2 tablespoons butter
1 large onion, chopped (1 cup)
1 medium red bell pepper, chopped (1 cup)
2 cloves garlic, finely chopped
1 cup fresh or frozen (thawed) corn
1 cup Cascadian Farm® frozen organic shelled edamame, thawed
1 cup Progresso™ chicken broth (from 32-oz container)
2 cups shredded deli rotisserie chicken (from 2-lb chicken)
½ teaspoon coarse ground black pepper
1 can (10 3/4 oz) condensed cream of chicken soup
2½ cups Original Bisquick™ mix
¼ cup cold butter
1 cup shredded Asiago cheese (4 oz)
1 cup sour cream
2 tablespoons chopped fresh basil

1. Heat oven to 400°F. In 10-inch cast-iron or other ovenproof skillet, melt 2 tablespoons butter over medium heat.
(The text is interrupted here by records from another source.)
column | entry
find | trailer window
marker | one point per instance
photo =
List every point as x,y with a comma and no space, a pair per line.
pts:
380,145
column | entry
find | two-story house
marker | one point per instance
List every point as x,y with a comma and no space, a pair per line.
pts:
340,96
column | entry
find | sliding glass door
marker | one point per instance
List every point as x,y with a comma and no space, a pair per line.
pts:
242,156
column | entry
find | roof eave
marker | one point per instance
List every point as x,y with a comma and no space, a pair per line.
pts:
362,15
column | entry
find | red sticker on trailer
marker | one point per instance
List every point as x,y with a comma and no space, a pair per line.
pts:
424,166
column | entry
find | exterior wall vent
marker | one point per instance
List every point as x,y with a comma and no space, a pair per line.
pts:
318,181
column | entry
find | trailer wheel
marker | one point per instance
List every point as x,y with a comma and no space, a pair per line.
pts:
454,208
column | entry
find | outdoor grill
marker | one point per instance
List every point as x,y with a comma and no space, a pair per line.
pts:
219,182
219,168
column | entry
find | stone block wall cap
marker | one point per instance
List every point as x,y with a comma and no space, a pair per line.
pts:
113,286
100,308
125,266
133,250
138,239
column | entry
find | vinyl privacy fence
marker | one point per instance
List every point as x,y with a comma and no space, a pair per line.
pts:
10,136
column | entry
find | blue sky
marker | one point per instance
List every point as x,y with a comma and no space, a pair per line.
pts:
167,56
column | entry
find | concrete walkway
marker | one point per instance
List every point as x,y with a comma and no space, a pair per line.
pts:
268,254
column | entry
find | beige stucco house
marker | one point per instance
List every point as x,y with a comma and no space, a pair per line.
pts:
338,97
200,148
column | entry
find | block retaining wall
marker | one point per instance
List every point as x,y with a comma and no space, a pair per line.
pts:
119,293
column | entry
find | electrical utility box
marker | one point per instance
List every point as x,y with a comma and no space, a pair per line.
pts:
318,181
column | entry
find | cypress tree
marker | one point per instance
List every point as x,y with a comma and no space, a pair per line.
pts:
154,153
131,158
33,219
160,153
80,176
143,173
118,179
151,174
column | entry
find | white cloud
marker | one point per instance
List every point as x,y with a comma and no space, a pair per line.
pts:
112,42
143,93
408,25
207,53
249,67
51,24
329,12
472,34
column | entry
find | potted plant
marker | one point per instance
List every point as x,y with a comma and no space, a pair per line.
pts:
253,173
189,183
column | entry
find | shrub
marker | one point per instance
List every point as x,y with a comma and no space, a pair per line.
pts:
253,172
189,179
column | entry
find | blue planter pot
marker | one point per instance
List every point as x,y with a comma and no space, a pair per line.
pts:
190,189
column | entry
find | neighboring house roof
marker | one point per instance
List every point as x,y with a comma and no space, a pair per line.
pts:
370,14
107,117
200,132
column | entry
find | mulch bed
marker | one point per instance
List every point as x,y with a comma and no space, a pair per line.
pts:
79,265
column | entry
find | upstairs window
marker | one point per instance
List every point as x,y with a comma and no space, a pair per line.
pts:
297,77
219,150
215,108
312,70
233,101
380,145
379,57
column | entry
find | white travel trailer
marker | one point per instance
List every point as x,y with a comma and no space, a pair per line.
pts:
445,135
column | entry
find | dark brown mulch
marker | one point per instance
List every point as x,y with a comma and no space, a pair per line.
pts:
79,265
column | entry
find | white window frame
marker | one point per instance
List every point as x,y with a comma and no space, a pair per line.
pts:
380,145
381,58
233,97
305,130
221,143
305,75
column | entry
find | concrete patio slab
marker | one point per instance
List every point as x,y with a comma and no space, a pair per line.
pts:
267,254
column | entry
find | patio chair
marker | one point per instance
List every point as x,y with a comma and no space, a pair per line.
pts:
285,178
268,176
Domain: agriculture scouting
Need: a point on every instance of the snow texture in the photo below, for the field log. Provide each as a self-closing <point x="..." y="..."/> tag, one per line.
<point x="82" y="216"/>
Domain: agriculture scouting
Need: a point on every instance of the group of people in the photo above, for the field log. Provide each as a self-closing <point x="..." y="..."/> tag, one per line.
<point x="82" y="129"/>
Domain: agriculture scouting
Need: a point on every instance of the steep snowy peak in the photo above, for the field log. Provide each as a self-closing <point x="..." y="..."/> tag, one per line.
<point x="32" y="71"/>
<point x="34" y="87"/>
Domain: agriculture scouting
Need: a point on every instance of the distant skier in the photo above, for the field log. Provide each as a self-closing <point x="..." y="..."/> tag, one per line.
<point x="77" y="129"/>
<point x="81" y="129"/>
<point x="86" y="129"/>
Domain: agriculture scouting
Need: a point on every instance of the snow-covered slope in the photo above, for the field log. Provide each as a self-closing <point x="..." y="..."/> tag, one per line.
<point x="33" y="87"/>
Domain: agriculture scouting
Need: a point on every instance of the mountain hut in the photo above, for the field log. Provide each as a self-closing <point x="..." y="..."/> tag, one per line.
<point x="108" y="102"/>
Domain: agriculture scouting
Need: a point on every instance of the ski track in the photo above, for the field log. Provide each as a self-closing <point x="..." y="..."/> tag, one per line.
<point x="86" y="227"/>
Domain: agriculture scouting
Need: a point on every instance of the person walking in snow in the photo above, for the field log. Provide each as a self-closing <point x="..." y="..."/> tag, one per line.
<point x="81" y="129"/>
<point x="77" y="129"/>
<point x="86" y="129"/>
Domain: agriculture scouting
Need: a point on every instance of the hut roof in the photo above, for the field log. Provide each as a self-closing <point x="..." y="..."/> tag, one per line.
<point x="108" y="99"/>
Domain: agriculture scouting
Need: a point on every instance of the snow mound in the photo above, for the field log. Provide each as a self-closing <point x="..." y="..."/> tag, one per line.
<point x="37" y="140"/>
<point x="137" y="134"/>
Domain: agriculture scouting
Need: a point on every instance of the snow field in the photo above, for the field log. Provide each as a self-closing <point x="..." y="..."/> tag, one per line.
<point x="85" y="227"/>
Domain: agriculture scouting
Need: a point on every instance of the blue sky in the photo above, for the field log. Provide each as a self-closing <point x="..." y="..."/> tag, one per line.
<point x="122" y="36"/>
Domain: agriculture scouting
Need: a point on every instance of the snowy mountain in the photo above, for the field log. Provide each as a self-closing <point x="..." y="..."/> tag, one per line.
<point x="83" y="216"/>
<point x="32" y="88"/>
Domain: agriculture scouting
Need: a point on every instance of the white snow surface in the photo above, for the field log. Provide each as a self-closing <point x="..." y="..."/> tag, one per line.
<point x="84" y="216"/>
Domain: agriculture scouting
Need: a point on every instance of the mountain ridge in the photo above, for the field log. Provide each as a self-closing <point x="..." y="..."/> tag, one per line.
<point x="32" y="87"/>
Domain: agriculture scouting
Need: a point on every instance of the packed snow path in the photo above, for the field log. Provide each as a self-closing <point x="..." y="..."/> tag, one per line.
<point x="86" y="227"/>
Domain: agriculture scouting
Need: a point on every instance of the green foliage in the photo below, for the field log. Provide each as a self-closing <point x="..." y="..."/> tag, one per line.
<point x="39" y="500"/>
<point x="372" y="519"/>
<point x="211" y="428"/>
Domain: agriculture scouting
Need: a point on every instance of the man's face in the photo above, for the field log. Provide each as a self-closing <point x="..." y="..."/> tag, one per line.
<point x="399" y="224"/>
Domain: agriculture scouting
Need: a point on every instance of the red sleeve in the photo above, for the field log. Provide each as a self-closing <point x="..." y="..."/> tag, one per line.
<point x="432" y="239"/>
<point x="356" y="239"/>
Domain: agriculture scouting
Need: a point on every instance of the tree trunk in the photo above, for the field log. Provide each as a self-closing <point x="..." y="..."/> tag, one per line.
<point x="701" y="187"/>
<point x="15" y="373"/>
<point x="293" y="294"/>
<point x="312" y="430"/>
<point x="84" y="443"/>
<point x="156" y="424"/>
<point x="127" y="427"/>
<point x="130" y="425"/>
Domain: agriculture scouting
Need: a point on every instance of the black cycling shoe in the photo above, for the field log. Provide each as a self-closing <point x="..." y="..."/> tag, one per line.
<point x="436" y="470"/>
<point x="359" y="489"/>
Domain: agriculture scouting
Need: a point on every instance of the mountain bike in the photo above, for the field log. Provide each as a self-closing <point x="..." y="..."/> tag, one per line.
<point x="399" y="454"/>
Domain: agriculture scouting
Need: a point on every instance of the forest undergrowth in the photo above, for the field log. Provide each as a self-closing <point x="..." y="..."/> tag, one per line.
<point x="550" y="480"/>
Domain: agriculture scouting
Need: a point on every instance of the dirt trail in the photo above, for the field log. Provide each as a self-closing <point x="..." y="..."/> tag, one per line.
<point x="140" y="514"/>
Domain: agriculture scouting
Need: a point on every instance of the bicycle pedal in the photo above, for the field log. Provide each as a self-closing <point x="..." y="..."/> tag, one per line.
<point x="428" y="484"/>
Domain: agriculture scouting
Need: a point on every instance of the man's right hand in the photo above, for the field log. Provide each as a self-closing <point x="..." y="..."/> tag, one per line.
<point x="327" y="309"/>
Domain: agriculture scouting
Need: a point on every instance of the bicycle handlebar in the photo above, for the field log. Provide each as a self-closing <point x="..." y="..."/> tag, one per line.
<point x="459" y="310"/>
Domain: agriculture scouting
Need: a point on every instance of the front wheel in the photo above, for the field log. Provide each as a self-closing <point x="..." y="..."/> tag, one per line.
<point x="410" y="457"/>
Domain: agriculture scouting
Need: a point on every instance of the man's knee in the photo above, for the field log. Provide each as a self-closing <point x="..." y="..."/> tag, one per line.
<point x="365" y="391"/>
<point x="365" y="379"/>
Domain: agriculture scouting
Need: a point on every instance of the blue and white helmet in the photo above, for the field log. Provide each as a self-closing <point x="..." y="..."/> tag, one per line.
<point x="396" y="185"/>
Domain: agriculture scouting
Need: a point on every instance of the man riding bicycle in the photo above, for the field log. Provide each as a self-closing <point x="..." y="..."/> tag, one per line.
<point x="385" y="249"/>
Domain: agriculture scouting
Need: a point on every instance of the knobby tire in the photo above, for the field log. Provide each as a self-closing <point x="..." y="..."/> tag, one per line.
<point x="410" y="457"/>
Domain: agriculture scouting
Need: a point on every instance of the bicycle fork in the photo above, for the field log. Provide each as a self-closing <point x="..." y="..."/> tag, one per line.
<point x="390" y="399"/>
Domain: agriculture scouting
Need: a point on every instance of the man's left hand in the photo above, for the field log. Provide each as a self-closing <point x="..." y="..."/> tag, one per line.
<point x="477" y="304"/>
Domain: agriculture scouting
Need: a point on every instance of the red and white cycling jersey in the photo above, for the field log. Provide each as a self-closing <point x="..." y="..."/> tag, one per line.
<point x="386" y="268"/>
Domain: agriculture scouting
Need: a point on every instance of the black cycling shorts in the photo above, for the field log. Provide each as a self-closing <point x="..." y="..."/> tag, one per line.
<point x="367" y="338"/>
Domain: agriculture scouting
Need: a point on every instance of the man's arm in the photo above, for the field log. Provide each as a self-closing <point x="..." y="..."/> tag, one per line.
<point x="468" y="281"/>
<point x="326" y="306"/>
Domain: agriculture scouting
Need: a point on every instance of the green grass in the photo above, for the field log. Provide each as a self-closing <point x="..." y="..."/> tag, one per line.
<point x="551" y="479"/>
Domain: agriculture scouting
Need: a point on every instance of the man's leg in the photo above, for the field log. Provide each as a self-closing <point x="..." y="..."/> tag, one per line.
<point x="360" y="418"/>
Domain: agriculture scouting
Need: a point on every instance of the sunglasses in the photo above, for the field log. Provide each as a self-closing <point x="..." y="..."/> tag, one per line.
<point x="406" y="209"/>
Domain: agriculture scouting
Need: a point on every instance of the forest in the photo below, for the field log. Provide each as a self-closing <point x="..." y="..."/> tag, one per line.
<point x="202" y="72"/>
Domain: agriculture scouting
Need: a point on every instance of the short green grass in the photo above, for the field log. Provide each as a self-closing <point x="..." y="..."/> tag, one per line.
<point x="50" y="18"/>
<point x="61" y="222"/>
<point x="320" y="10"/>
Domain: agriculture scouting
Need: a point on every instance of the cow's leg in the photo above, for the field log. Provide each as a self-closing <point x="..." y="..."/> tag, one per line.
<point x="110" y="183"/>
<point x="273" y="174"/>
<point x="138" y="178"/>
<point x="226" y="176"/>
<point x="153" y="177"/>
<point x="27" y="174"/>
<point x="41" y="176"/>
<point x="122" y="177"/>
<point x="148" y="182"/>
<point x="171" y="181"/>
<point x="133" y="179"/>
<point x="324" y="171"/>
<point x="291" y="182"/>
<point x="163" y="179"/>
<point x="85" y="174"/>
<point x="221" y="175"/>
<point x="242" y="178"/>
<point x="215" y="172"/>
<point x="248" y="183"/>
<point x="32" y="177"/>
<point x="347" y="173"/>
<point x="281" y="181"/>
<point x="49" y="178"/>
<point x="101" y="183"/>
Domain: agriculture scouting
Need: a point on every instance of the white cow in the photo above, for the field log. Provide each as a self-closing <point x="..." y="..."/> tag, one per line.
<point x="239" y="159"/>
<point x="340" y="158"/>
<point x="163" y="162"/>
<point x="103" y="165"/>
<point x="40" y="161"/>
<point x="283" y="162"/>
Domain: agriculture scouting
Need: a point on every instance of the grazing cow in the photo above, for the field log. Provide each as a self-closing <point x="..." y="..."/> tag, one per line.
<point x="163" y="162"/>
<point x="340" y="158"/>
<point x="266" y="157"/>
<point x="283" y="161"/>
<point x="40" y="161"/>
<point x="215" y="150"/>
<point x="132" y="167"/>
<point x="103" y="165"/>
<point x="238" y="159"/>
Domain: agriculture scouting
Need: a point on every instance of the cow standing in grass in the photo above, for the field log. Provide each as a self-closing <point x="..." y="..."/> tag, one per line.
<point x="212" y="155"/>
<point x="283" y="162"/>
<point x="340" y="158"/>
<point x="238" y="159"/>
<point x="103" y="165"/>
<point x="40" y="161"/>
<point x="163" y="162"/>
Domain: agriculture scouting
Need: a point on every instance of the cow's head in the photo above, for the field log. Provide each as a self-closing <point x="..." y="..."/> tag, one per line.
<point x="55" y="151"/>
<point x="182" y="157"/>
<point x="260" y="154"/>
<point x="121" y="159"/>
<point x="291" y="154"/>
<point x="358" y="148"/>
Add onion, bell pepper and garlic; cook 6 to 8 minutes or until tender. Add corn and edamame; cook 2 minutes. Stir in broth; cook 1 minute. Stir in chicken, 1/4 teaspoon of the pepper and the soup. Keep chicken mixture warm.
2. In medium bowl, place Bisquick mix; cut in 1/4 cup butter with pastry blender until mixture looks like coarse meal. Stir in cheese, sour cream, basil and remaining 1/4 teaspoon pepper until stiff dough forms. Drop by slightly heaping 1/3 cupfuls into 8 mounds on chicken mixture.
3. Bake 30 to 35 minutes or until topping is golden brown.